Data Synchronization

INFO

🌐 This documentation has a Chinese translation.

This guide explores several optimal ways to synchronize (in other words, save and load) documents in BlockSuite.

Snapshot API

Traditionally, you might expect a JSON-based API that works somewhat like editor.load(). For such scenarios, BlockSuite indeed conveniently fulfills this need through its built-in snapshot mechanism:

ts
import { Job } from '@blocksuite/store';

const { workspace } = page;

// A job is required for performing the tasks
const job = new Job({ workspace });

// Export current page content to snapshot JSON
const json = await job.pageToSnapshot(page);

// Import snapshot JSON to a new page
const newPage = await job.snapshotToPage(json);

The snapshot stores the JSON representation of the page block tree, preserving its nested structure. Additionally, BlockSuite has designed an Adapter API on top of the snapshot to handle conversions between the block tree and third-party formats like markdown and HTML.

Document Streaming

Different from the classic mechanism above, BlockSuite natively supports a state management strategy that can be mentally paralleled with React Server Components. This allows the state of the block tree to be directly used as serializable data, streaming from the server (or local database) to the client.

In this case, the document data stored on the server is no longer JSON, but always a binary representation of CRDT (similar to protobuf or RSC payload). As the block tree in BlockSuite is natively implemented by CRDT, and the CRDT data is always updated first during state updates (see this article), the block tree state in the BlockSuite editor is always driven entirely by CRDT data. Therefore, compared to the RSC mindset:

ui = f(data)(state)

The BlockSuite mindset is always:

ui = f(data)

This is equivalent to updating the server first every time you update a todo list item, and then updating the state with the data returned from the server. However, with the ability of CRDT that automatically resolves conflicts, this process can be reliably completed locally and synchronized with remote documents.

In contrast, traditional editors typically only support APIs like editor.load(), which is more similar to a compromised f(data)(state) model, and has more complexity when dealing with real-time collaboration with multiple data sources.
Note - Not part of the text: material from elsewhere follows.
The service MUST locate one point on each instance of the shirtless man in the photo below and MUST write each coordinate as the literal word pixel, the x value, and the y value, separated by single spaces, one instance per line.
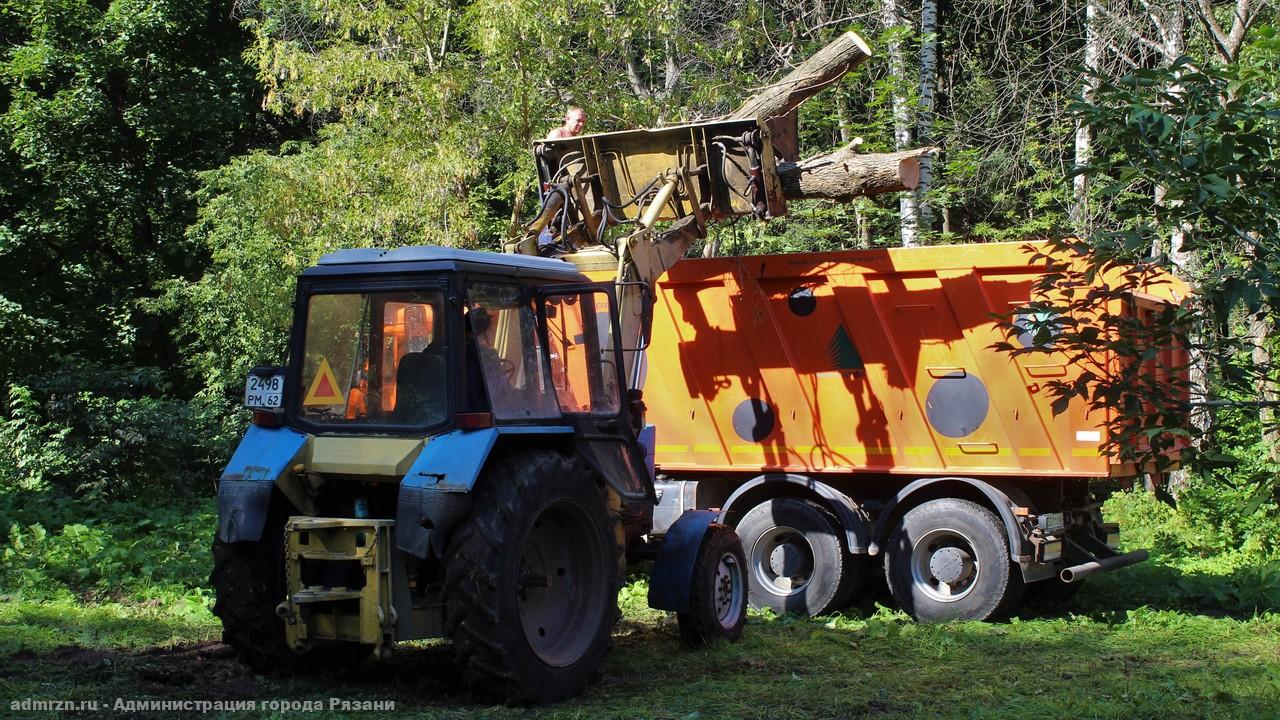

In BlockSuite, the data-driven synchronization strategy is implemented through providers:

  • When creating a new document, you only need to connect the page to a specific provider (or multiple providers) to expect the CRDT data of the block tree to be synchronized via these providers.
  • Similarly, when loading an existing document, the method is to create a new empty page object and connect it to the corresponding provider. At this time, the block tree data will also flow in from the provider data source:
ts
// IndexedDB provider from Yjs community
import { IndexeddbPersistence } from 'y-indexeddb';

// Let's start from an empty page
const { page } = createEmptyPage();

// `page.spaceDoc` is the underlying CRDT data structure.
// Here we connect the doc to the IndexedDB table named 'my-doc'
const provider = new IndexeddbPersistence('my-doc', page.spaceDoc);

// Case 1.
// If you are creating a new page,
// init here and the block will be automatically written to IndexedDB
page.load(() => {
  page.addBlock('affine:page');
  // ...
});

// Case 2.
// If you are loading an existing page,
// simply wait here and your content will be ready
await page.load();

In both cases, whether the document is loaded or created, the page.slots.ready slot will be triggered, indicating that the document has been initialized.

Furthermore, by connecting multiple providers, documents can automatically be synchronized to a variety of different backends:

pluggable-providers

As an example, when testing real-time collabortion in BlockSuite following the steps, all the clients would connect to the WebSocket provider. The first client should enter case 1, and the clients joining the room afterwards would run into case 2.